After just one case of COVID-19 on the 2nd of March, the number increased to a total of 13 on the 15th of March, which was announced as the first day of school closures. On the 17th of March the National Defense Law was activated and on the 21st of March a full lockdown was initiated. The first few days of closures for schools and meant that the students were home, and some teachers and administrators were still working within their institutions to continue providing classes through the use of online tools. But as the full lockdown came into place, individual responses from schools were no longer viable and the MoE rolled out a number of interventions in which it aimed to ‘continue with education’. Within this context, it’s important to note that refugees in Jordan enroll in formal education within the national public system and hence would, to an extent, benefit from the same interventions MoE undertakes.
Darsak was launched on the 22nd of March as a distance learning platform to host recorded videos based on the Jordanian curriculum for students from the 1st to 12th grade covering Arabic Language, English Language, Maths, Sciences, and additional subjects for 11th and 12th grades based on the stream. The platform was launched as a collaboration between the MoE, The Ministry of Digital Economy and Entrepreneurship, developers Mawdoo3, and content providers: Edraak, Abwab, and Jo Academy, perhaps one of few education interventions in the country involving public, private, and not-for-profit partners. To ensure maximum accessibility, the platform was made free to access between 6am and 4pm. In addition, 3 national TV channels started broadcasting these videos, one of which was specifically for 12th graders who would at some point be sitting for the general secondary education certificate examination, Tawjihi. This step reflected an understanding that the majority of households in Jordan have TV units, as opposed to computers/laptops or students each owning their own smart phone.
MoE interventions are continuously being rolled out, with a new platform for ongoing training for teachers launched on the 31st of March, to enable teachers to facilitate distance learning processes. The platform currently offers 6 free MOOCs covering distance learning tools, education technology, blended education, flipped classrooms, teaching pedagogy, and reflective teaching.
Other actors seem to directly and indirectly further support the reach of MoE interventions to the most vulnerable learners, for example the Jordan Electric Power company announced that they will not be disconnecting electrical power from any households that have not paid their bills and will reconnect it for those it had previously disconnected the power from , and The United Nations High Commissioner for Refugees (UNHCR) announced the extension of the electricity supply hours in both Azraq and Zaatari camps for Syrian refugees .
In addition to the MoE efforts, the Jordan Education Sector Working Group has conducted a mapping of education response to COVID-19 identifying a number of on-going and planned activities by NGOs and UN agencies all over the country and within Syrian refugee camps. Activities ranged from offering distance learning covering non-formal education, remedial education, and learning support services and more, using diverse modalities such as Whatsapp, SMS, Zoom, Facebook Live and Facebook closed groups, YouTube videos, and even printed workbooks to the most vulnerable with limited access to hardware, all the way to UNICEF providing financial, in-kind, and technical support to the MoE.

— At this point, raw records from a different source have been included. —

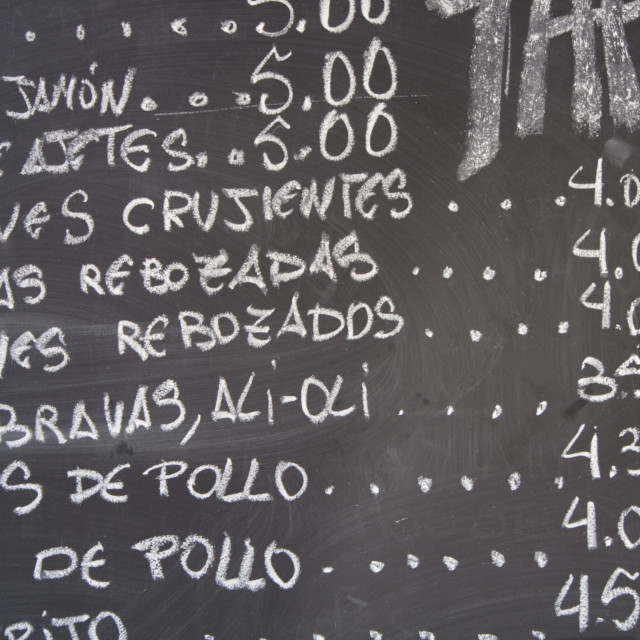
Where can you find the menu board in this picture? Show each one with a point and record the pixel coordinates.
(319, 319)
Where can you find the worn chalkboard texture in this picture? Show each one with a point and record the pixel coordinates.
(319, 319)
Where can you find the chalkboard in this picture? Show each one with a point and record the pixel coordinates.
(319, 319)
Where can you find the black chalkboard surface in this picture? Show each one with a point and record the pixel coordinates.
(319, 319)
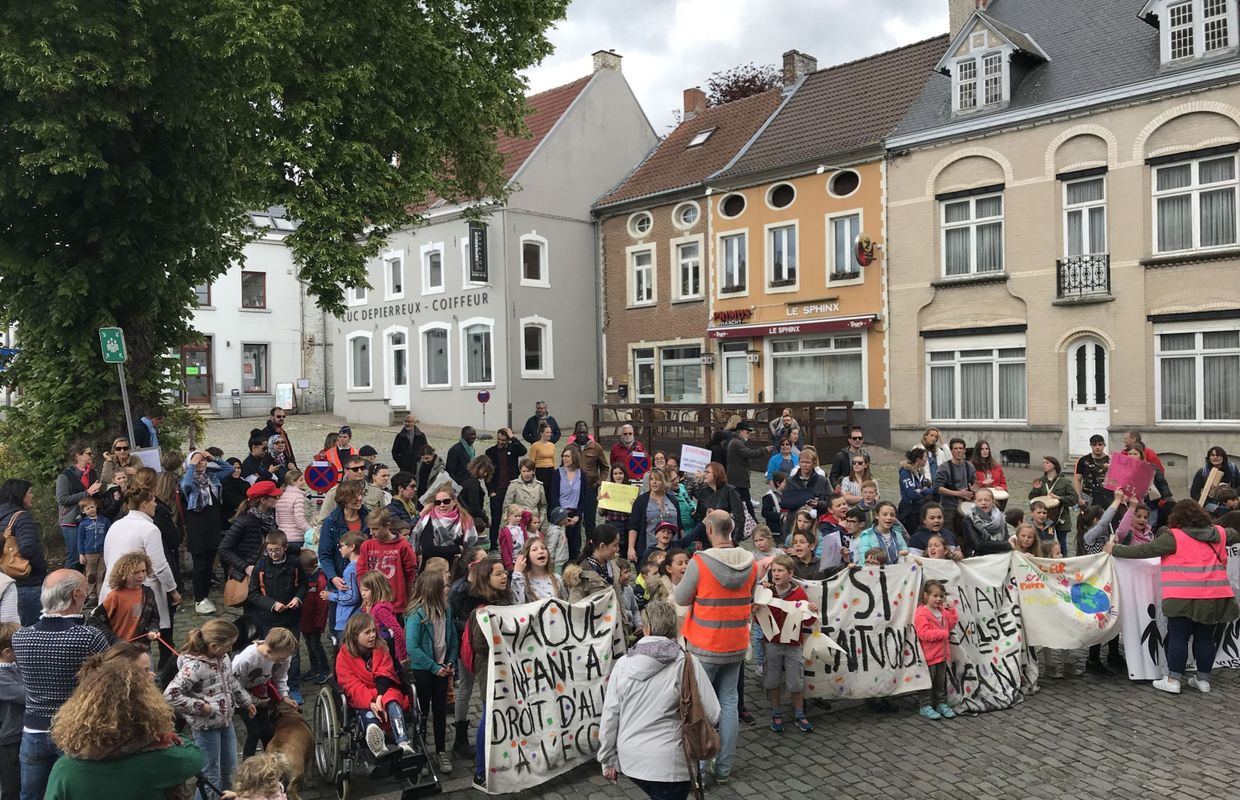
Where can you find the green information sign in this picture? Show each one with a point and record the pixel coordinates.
(112, 344)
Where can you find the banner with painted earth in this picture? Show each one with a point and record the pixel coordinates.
(1067, 603)
(990, 666)
(547, 672)
(868, 613)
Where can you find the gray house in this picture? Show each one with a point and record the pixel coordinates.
(509, 306)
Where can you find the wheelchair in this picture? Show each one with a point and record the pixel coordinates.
(341, 752)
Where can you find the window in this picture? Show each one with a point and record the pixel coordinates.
(478, 364)
(253, 290)
(819, 368)
(536, 349)
(1195, 205)
(843, 232)
(977, 378)
(733, 253)
(434, 355)
(1198, 375)
(253, 368)
(682, 375)
(535, 271)
(1085, 217)
(972, 235)
(360, 362)
(781, 256)
(641, 275)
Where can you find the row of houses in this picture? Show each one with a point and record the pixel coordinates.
(1023, 230)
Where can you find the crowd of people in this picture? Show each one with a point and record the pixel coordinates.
(385, 579)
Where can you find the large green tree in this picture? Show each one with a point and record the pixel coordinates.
(135, 133)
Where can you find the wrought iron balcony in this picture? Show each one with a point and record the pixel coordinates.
(1083, 277)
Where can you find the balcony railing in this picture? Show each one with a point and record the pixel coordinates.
(1083, 275)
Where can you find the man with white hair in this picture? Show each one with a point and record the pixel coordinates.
(50, 653)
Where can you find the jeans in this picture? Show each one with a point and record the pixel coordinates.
(37, 755)
(1179, 630)
(724, 679)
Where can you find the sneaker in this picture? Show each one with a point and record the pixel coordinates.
(1168, 685)
(375, 739)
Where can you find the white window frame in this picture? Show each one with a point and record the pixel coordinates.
(548, 371)
(543, 280)
(972, 223)
(995, 342)
(393, 257)
(350, 367)
(769, 232)
(423, 362)
(1194, 190)
(463, 326)
(1198, 354)
(631, 254)
(677, 262)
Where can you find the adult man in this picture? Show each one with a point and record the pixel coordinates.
(842, 466)
(739, 452)
(530, 433)
(407, 445)
(50, 653)
(718, 587)
(624, 449)
(505, 455)
(1091, 473)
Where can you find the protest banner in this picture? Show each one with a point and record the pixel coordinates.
(548, 669)
(1067, 603)
(867, 612)
(618, 496)
(990, 667)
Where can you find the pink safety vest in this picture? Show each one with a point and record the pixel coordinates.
(1197, 571)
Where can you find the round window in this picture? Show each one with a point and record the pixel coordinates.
(843, 184)
(781, 196)
(733, 205)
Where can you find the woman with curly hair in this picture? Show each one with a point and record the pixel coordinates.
(118, 739)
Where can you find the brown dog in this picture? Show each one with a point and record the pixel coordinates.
(295, 743)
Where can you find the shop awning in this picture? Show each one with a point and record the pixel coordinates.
(792, 328)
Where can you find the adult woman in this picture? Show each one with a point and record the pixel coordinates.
(1197, 597)
(640, 733)
(16, 497)
(118, 738)
(138, 532)
(1058, 493)
(649, 510)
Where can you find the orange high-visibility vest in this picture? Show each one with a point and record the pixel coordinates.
(718, 620)
(1197, 571)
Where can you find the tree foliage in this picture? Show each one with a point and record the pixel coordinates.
(135, 134)
(740, 82)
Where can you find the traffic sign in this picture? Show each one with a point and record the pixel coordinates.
(112, 344)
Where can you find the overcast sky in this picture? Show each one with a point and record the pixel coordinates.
(671, 45)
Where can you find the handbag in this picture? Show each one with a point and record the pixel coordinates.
(13, 563)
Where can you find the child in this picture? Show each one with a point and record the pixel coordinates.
(349, 599)
(262, 669)
(314, 615)
(206, 692)
(91, 531)
(377, 603)
(934, 622)
(388, 555)
(13, 708)
(371, 685)
(432, 649)
(785, 664)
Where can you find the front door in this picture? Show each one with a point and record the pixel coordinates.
(1088, 398)
(196, 371)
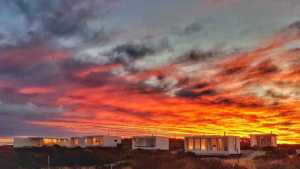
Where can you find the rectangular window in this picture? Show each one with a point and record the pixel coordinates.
(197, 144)
(191, 144)
(220, 144)
(225, 142)
(214, 144)
(203, 144)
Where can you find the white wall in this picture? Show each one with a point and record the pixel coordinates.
(26, 142)
(161, 143)
(111, 141)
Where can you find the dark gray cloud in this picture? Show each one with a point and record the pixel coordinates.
(198, 55)
(128, 52)
(193, 28)
(194, 94)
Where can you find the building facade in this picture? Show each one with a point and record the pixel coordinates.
(212, 145)
(86, 141)
(39, 142)
(263, 140)
(150, 143)
(95, 141)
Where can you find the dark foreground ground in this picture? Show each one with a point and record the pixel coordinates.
(96, 158)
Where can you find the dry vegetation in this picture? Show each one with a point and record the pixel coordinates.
(282, 158)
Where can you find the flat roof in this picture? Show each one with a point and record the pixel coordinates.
(263, 134)
(210, 136)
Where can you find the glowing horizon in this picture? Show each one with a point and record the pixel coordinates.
(69, 67)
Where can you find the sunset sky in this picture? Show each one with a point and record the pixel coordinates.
(163, 67)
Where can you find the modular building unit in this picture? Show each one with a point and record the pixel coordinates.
(21, 142)
(95, 141)
(213, 145)
(263, 140)
(150, 143)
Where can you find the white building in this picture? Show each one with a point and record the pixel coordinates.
(150, 143)
(212, 145)
(86, 141)
(263, 140)
(20, 142)
(95, 141)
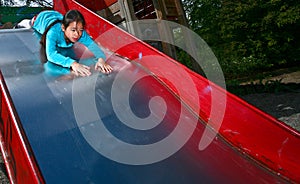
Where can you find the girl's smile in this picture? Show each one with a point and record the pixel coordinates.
(73, 32)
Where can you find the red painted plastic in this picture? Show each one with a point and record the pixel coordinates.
(263, 138)
(15, 149)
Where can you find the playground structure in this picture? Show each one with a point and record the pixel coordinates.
(41, 141)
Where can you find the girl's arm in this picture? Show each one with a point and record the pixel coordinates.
(52, 53)
(101, 65)
(55, 57)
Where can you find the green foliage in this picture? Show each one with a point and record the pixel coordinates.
(248, 36)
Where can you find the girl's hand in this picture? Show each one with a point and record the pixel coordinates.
(80, 70)
(103, 67)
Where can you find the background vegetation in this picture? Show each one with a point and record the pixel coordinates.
(248, 36)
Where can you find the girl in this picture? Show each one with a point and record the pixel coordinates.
(60, 32)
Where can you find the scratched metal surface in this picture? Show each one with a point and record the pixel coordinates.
(64, 118)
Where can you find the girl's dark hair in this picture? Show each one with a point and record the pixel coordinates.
(73, 16)
(69, 17)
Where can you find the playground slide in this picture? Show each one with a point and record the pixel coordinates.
(132, 126)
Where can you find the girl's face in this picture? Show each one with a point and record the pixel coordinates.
(73, 32)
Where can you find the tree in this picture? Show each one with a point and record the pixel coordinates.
(248, 35)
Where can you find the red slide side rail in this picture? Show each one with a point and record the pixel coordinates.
(254, 133)
(15, 149)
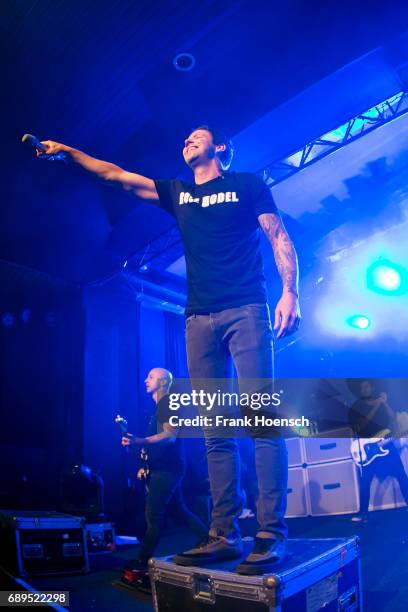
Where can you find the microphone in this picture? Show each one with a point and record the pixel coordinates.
(32, 141)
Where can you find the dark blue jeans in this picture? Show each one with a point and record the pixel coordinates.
(245, 335)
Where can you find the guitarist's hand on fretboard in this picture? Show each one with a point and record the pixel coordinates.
(130, 439)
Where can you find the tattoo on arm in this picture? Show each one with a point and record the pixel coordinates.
(283, 250)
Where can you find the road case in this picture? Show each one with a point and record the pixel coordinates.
(317, 575)
(35, 543)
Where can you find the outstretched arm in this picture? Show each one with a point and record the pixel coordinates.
(287, 313)
(141, 186)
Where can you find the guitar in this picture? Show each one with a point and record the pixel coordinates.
(365, 450)
(123, 425)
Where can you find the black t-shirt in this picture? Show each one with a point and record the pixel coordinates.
(219, 227)
(369, 428)
(167, 456)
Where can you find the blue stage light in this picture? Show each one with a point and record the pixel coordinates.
(359, 321)
(388, 278)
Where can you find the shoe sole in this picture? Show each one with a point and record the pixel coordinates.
(196, 561)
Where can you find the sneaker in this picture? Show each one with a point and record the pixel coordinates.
(213, 548)
(267, 552)
(360, 518)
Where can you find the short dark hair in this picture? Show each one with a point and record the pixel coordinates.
(219, 137)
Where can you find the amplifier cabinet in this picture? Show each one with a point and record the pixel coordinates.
(333, 488)
(333, 447)
(297, 504)
(36, 543)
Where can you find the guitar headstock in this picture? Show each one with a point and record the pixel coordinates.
(122, 422)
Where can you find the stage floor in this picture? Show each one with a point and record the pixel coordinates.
(384, 561)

A number of interventions are either on-going or will be launched soon, but many things remain unclear and pose questions to reflect on. How many of the learners in the country are these interventions reaching? Are the issues faced by the most vulnerable being addressed, or will the education inequality gap grow bigger? Are parents being engaged properly to enable the learning of their children? What is the quality of the interventions being offered? How is being socially disconnected affecting the learners? And how will this period affect the future of education in Jordan? At this stage, it is not clear how much longer the country will remain under lockdown with schools closed (and how much longer humanity will fight this battle), and what the costs of continuing or not-continuing education are or would be, but what’s clear is that both state and non-state actors in Jordan have decided to keep the education system ongoing at all costs.